Christian thinker and author Dr Harry Blamires has died at the age of 101.
Dr Blamires’ most influential book, The Christian Mind, was published in 1963, and is still in print. It argued that Christian thinking was being swept away by secularism.
Born in 1916, Dr Blamires studied English at the University of Oxford under CS Lewis who became a close friend. He later became the Dean of Arts and Sciences at King Alfred’s College in Winchester.
He wrote more than 30 books including novels, literary criticism and Christian apologetics. These include Where Do We Stand?, On Christian Truth and The Post-Christian Mind.
There is no longer a Christian mind. There is still, of course, the Christian ethic; a Christian practice, and a Christian spirituality … But as a thinking being the modern Christian has succumbed to secularization. He accepts religion – its morality, its worship, its spiritual culture; but he rejects the religious view of life, the view which relates all earthly issues within the context of the eternal, the view which relates all human problems – social, political, cultural – to the doctrinal foundations of the Christian Faith.
The late John Stott, former Rector of All Souls, Langham Place, said that one of the most influential books on him was Dr Blamires’ The Christian Mind, as it emphasises the importance of ‘thinking Christianly’. The Christian Mind continues to be used in Christian universities across the USA.
The book was published around the same time as Honest to God, Anglican bishop John Robinson’s controversial book, which denied huge swathes of orthodox Christian belief.
Secularism asserts the opinionated self as the only judge of truth. Christianity imposes the given divine revelation as the final touchstone of truth.
Colin Hart, Director of The Christian Institute, said: “We thank God for the life of Dr Harry Blamires, he was a huge influence on many Christians through his writing.

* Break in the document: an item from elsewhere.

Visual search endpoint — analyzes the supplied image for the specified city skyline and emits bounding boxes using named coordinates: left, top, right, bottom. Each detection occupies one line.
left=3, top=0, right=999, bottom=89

“Perhaps the greatest tribute that can be paid to him is to say that he has helped thousands of Christians recover the Christian mind. He was an inspiration in the founding of The Christian Institute.
John Burn, Chairman of The Christian Institute, said: “The Christian Mind and The Post-Christian Mind transformed my thinking. They exposed the way in which Christians so easily are influenced by secular humanism rather than by the Bible.”
Ben Blamires, one of Dr Blamires’ sons, said: “In his twilight years he spoke very warmly on many occasions of The Christian Institute and of its ethos and achievements.”
The funeral will be at St John’s Church, Keswick on 30 November 2017 at 1.30 pm.